In recent days, a 3B small model has gained popularity on X because in some difficulty-verifiable reasoning tasks (like programming), it has entered the performance range of frontier models like Gemini 3 Pro, GPT-5 high, Claude Opus 4.5, GLM-5, and Kimi K2.5, while its size is far smaller than these models.
This model is named VibeThinker-3B, a dense reasoning model with 3 billion parameters, aiming to explore how far verifiable reasoning capability can be pushed under strictly small model scale constraints.
After the model's release, many were amazed by its results and expressed a desire to try it out.
Notably, it is also a domestic model, coming from the Sina Weibo team.
The technical report shows that this model is designed specifically for tasks with reliable verification signals, including mathematical reasoning, competitive programming, STEM reasoning, and instruction execution with clear constraints.
Therefore, it performs exceptionally well in various benchmark tests. It scored 94.3 on the AIME26 test, 89.3 on the HMMT25 test, 80.2 on the LiveCodeBench v6 test (Pass@1), and achieved a 96.1% pass rate in the latest unpublished weekly and biweekly LeetCode contests between April 25 and May 31, 2026.
How was this model trained? The technical report reveals some details.
First, it is built upon Qwen2.5-Coder-3B and undergoes post-training using an upgraded Spectrum-to-Signal process. This process strengthens data synthesis, quality filtering, and curriculum learning in Supervised Fine-Tuning (SFT), extends MGPO-style reinforcement learning to multiple verifiable domains, preserves complete long-context reasoning trajectories, and consolidates various capabilities through offline self-distillation and instruction reinforcement learning (Instruct RL).
Overall training pipeline of VibeThinker-3B
Spectrum-to-Signal pipeline.
Furthermore, VibeThinker-3B introduces Claim-Level Reliability (CLR) assessment, a test-time scaling strategy for answer-verifiable reasoning. CLR further improves performance on mathematical benchmarks, raising AIME26 from 94.3 to 97.1, HMMT25 from 89.3 to 95.4, and BruMO25 to 99.2.

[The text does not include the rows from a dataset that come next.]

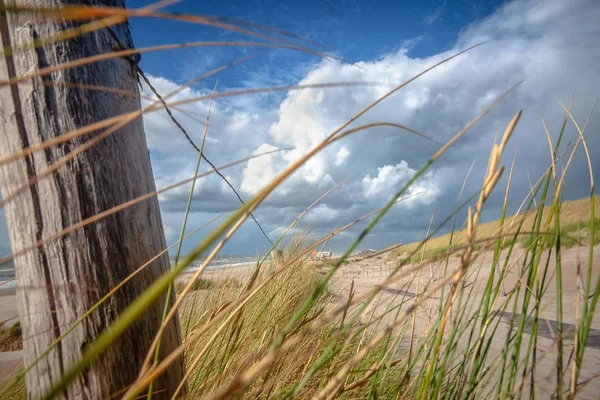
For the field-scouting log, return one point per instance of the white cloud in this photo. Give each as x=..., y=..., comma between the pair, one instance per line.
x=341, y=156
x=552, y=46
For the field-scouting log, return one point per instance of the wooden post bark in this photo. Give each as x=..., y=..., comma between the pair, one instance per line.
x=61, y=280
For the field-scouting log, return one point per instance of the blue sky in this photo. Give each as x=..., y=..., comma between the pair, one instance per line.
x=352, y=29
x=553, y=47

The specific training pipeline is as follows:
- Curriculum-based two-stage SFT. The first stage focuses on broad capability coverage in mathematics, programming, STEM reasoning, general conversation, and instruction following. The second stage shifts to more difficult, broader-scope reasoning samples. Diversity-Exploring Distillation is used to preserve multiple valid solution paths.

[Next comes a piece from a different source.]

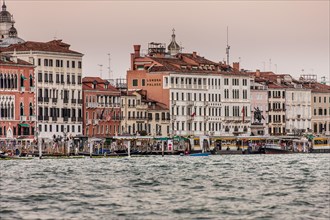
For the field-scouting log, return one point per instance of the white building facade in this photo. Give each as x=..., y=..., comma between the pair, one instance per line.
x=209, y=104
x=298, y=110
x=58, y=72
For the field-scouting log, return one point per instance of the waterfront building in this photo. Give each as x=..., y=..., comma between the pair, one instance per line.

- Multi-domain reasoning reinforcement learning. VibeThinker-3B reuses MGPO. Reinforcement learning is applied sequentially to mathematical, programming, and STEM reasoning tasks. Training uses a single 64K long-context window to preserve complete long-horizon reasoning trajectories.

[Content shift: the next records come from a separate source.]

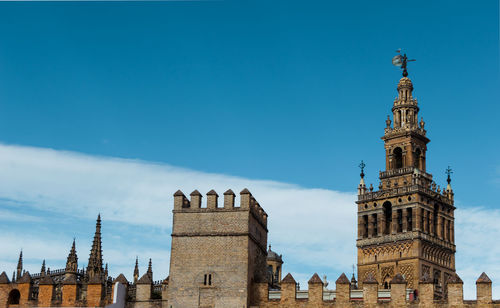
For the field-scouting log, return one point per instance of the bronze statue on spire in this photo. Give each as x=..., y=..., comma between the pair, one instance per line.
x=401, y=60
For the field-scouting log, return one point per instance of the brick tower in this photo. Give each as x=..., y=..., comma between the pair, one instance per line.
x=407, y=226
x=218, y=252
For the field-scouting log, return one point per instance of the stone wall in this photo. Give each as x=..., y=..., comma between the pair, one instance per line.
x=399, y=297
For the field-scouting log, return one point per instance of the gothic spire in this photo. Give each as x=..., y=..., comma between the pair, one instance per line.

- Offline self-distillation. High-quality trajectories are filtered and distilled from the mathematical, programming, and STEM RL checkpoints, ultimately forming a unified student model. Learning Potential Scoring is used to prioritize trajectories that are correct but not yet well imitated by the student.
- Instruct RL. The final stage improves the controllability for user-facing prompts. For format-sensitive and open-ended instructional data, rule-based verifiers and rubric-based reward models are employed.
In a recent post, well-known AI researcher and blogger Sebastian Raschka systematically summarized key points disclosed in the VibeThinker-3B technical report, including the following:
If you are interested in this content, you can delve into their technical report. Currently, the model is also publicly available for download.
Report Title: VibeThinker-3B: Exploring the Frontier of Verifiable Reasoning in Small Language Models
Report Link: https://arxiv.org/pdf/2606.16140
HuggingFace Link: https://huggingface.co/WeiboAI/VibeThinker-3B
However, the model's applicable scope has clear limitations, as it does not perform well in domains requiring general knowledge.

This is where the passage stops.